We are afraid, and should be, that in the near future some media house is going to be running a series called Parliament Capture

Still, at least Dlamini got a gentle slap on the wrist, even though he appears to have interpreted that as more of a pat on the back. The sort of immunity that the Supreme Court is giving US presidents appears to preclude even that. The New York Times writes: “So presidents may freely abuse those powers with absolute immunity from later prosecution. At a minimum, this category clearly includes those listed in the constitution, like granting pardons or vetoing legislation. But the majority opinion said this category also extends to Mr Trump’s attempt to get justice department officials to gin up inquiries into sham claims of voter fraud.”
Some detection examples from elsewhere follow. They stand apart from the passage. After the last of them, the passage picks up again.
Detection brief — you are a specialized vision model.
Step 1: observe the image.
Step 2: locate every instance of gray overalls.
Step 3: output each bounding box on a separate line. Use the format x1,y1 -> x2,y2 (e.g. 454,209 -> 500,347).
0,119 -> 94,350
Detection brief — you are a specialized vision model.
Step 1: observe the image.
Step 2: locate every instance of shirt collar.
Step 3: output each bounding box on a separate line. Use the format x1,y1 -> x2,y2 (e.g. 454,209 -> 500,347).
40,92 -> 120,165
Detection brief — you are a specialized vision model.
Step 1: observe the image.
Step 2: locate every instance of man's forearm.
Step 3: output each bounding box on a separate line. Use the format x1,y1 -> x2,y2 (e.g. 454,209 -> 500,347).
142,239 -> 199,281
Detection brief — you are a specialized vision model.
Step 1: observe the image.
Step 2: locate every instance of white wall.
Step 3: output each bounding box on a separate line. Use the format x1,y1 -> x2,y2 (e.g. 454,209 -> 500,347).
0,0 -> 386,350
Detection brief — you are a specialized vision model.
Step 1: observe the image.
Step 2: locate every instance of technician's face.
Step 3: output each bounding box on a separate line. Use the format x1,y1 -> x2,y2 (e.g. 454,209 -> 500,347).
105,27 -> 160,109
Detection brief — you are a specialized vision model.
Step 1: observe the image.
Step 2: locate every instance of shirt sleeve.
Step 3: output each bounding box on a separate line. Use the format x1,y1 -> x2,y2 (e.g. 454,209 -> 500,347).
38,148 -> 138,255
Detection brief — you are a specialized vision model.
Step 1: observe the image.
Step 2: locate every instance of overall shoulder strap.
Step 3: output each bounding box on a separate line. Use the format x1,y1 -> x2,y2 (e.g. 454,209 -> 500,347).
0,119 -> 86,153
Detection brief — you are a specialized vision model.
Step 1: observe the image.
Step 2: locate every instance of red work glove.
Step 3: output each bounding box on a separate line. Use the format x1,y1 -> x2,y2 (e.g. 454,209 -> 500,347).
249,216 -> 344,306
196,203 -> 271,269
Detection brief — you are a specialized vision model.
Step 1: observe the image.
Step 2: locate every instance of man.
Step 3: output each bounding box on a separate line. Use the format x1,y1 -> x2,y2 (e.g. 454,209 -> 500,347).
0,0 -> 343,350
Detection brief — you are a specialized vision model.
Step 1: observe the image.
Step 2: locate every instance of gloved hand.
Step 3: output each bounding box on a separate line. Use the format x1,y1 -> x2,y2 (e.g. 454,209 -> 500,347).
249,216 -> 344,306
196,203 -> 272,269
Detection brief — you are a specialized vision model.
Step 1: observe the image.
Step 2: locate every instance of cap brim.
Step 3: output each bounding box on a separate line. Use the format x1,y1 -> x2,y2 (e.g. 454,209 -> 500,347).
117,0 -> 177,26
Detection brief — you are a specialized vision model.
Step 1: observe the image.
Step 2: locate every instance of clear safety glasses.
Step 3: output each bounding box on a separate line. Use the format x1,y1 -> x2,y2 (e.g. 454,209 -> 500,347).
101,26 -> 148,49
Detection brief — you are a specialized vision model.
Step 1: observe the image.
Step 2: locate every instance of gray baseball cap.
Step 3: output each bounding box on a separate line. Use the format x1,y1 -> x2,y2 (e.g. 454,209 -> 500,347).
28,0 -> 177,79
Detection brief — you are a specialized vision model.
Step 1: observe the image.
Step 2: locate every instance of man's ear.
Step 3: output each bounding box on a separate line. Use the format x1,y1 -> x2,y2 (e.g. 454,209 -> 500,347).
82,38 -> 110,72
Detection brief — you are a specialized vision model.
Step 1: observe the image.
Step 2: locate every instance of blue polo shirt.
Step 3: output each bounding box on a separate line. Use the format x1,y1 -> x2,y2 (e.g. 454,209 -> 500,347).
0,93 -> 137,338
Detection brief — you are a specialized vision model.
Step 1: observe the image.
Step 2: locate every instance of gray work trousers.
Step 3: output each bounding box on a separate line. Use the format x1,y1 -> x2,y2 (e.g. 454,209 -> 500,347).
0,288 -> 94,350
One of the assenting judges wrote that “a president has ‘exclusive authority over the investigative and prosecutorial functions of the justice department and its officials’. By that measure, he said, the president ‘may discuss potential investigations and prosecutions with his attorney-general and other justice department officials’ under the constitutional duty to ‘take care that the laws be faithfully executed.’”

There’s your “get out of jail free” card right there.

Inevitably, one has to haul out George Orwell’s satirical novella Animal Farm again. You might remember that one of Animal Farm’s founding commandments was that “all animals are equal”, which eventually morphed into “all animals are equal, but some animals are more equal than others”. It seems that this is where we are with politicians now, or less melodramatically, this is where we are headed if we don’t take intervening action.

One scofflaw doth not a winter make, you’ll tell me. But when we look at just how many parliamentarians in South Africa have, to put it mildly, thought it absolutely fine to skirt around the letter of the law, we are wise to be concerned. I’m not actually sure why I’m using such restrained language. We are afraid, and should be, that in the near future some media house is going to be running a series called Parliament Capture.

For better or worse, the US is a leading role model when it comes to a certain type of democracy. The “for better” bit is problematic enough, but it’s when the tinpot dictators of the world are starting to use US democracy as a role model to enable their autocracies that we’ll really start to feel the effects of “or worse”.

As The Economist put it, “Americans have good reason to wonder how much protection their system guarantees them against the authoritarian impulse rising around the world. The lesson is that what sustains the American project, as with any democracy, is not black-letter laws but the values of citizens, judges and public servants. And the good news is that even the most determined, inventive and organised of would-be despots would struggle to overcome them.”

One would like to believe that the same holds true for South Africa.